The present St John's Church dates back to 1908; it succeeded an earlier building which used to be situated at the corner of Crabtree Lane and Southdown Road. It was called the 'paper' church as it had been constructed on a timber framework and filled in with frail material, and was sadly, though perhaps not unexpectedly, destroyed by a spectacular fire on Sunday 31st December 1905.
Determined that the people of Southdown,(or Bowling Alley as it was then called) would not be overwhelmed by this misfortune, the Rev William Wingfield Colley, curate-in-charge on the staff at St Nicholas' church at the time became the driving force behind the building of a new church.
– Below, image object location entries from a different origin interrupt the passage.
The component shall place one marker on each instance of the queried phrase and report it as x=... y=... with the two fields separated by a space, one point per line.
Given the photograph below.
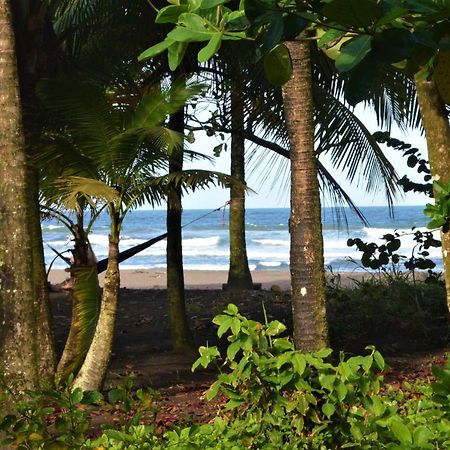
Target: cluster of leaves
x=439 y=213
x=276 y=397
x=61 y=418
x=361 y=35
x=414 y=160
x=385 y=257
x=391 y=312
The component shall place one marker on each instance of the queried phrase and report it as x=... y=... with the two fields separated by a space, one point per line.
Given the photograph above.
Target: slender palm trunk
x=239 y=276
x=179 y=328
x=22 y=341
x=94 y=369
x=306 y=253
x=437 y=131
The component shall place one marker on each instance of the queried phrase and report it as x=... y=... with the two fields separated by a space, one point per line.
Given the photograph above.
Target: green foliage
x=390 y=312
x=387 y=257
x=49 y=418
x=439 y=213
x=276 y=397
x=132 y=405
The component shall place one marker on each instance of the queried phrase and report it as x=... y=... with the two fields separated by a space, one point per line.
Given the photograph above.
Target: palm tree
x=25 y=338
x=127 y=149
x=306 y=253
x=435 y=121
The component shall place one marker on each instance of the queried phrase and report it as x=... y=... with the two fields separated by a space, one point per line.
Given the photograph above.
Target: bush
x=275 y=397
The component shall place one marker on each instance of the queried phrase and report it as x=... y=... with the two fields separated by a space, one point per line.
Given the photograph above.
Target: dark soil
x=142 y=343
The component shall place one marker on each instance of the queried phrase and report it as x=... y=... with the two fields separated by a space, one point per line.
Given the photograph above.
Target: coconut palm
x=127 y=149
x=26 y=347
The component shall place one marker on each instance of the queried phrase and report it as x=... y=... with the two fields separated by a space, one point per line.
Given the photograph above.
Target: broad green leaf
x=231 y=309
x=213 y=390
x=194 y=5
x=293 y=26
x=182 y=34
x=275 y=328
x=175 y=54
x=356 y=13
x=224 y=325
x=353 y=52
x=323 y=353
x=328 y=409
x=155 y=49
x=422 y=436
x=211 y=48
x=401 y=432
x=278 y=65
x=273 y=33
x=76 y=396
x=170 y=14
x=441 y=77
x=207 y=4
x=330 y=38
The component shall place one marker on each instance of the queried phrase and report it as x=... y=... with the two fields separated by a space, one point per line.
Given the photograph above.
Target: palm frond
x=351 y=147
x=83 y=109
x=70 y=190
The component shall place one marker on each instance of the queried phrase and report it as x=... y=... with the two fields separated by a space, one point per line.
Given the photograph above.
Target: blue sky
x=271 y=190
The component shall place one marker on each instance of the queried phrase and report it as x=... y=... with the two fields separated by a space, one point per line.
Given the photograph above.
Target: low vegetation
x=270 y=396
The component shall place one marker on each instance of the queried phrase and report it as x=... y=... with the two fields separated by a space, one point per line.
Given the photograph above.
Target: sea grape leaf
x=155 y=49
x=353 y=52
x=355 y=13
x=170 y=14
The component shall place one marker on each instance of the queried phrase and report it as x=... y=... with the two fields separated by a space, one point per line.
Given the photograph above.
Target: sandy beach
x=200 y=279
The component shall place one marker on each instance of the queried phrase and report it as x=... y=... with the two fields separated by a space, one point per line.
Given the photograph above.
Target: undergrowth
x=275 y=397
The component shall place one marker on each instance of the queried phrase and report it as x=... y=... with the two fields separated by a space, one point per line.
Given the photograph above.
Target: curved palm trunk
x=179 y=328
x=85 y=305
x=94 y=369
x=23 y=341
x=437 y=131
x=306 y=253
x=239 y=276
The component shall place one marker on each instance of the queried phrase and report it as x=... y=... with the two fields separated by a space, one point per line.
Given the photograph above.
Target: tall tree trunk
x=20 y=309
x=239 y=276
x=306 y=252
x=437 y=131
x=35 y=40
x=85 y=305
x=95 y=367
x=179 y=328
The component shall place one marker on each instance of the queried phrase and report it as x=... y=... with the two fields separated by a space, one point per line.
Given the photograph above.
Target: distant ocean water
x=205 y=242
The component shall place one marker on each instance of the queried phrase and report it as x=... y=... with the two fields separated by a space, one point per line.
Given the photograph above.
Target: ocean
x=205 y=241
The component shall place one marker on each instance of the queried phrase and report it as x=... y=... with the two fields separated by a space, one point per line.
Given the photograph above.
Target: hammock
x=101 y=265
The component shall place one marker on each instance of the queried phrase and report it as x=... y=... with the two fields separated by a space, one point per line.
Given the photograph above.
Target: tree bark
x=437 y=131
x=35 y=40
x=179 y=328
x=22 y=341
x=239 y=276
x=306 y=250
x=95 y=367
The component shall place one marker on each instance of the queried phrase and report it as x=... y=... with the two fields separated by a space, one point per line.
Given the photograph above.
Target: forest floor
x=142 y=345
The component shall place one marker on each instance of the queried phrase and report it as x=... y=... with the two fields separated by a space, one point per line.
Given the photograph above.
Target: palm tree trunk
x=94 y=369
x=85 y=304
x=437 y=131
x=179 y=328
x=20 y=309
x=239 y=276
x=306 y=253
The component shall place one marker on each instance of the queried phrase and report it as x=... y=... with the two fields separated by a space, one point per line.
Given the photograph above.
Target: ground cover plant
x=271 y=396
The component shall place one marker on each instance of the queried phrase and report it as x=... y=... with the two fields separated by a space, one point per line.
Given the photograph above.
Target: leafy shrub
x=49 y=418
x=392 y=314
The land for the present church on Harpenden Common was given by Sir Charles Lawes Wittewronge, son of Sir John Lawes, and was in the midst of an old orchard. One ancient tree still remains in the Vicarage garden.
It was designed by FC Eden - although a well known architect (he specialised in restoring Churches to an ornate style), he only designed two churches - the other is St George the Martyr at Wash Common, Newbury. St John's is very much the exception in his designs, being to a very simple design. The contract for the building work was given to the local Harpenden building firm Philips & Blake, and the first turf was cut by William Wingfield Colley's sister on 24th June 1907, St John the Baptist's day. As a result of this timing, St John the Baptist was adopted as the church's new patron saint.
The new church, with its wonderful sense of light, was consecrated on Monday 2nd March 1908 and celebrated its centenary in 2008.
Initially a daughter church in the parish of St Nicholas, St John's became a parish ("Harpenden St John") in its own right in 1936.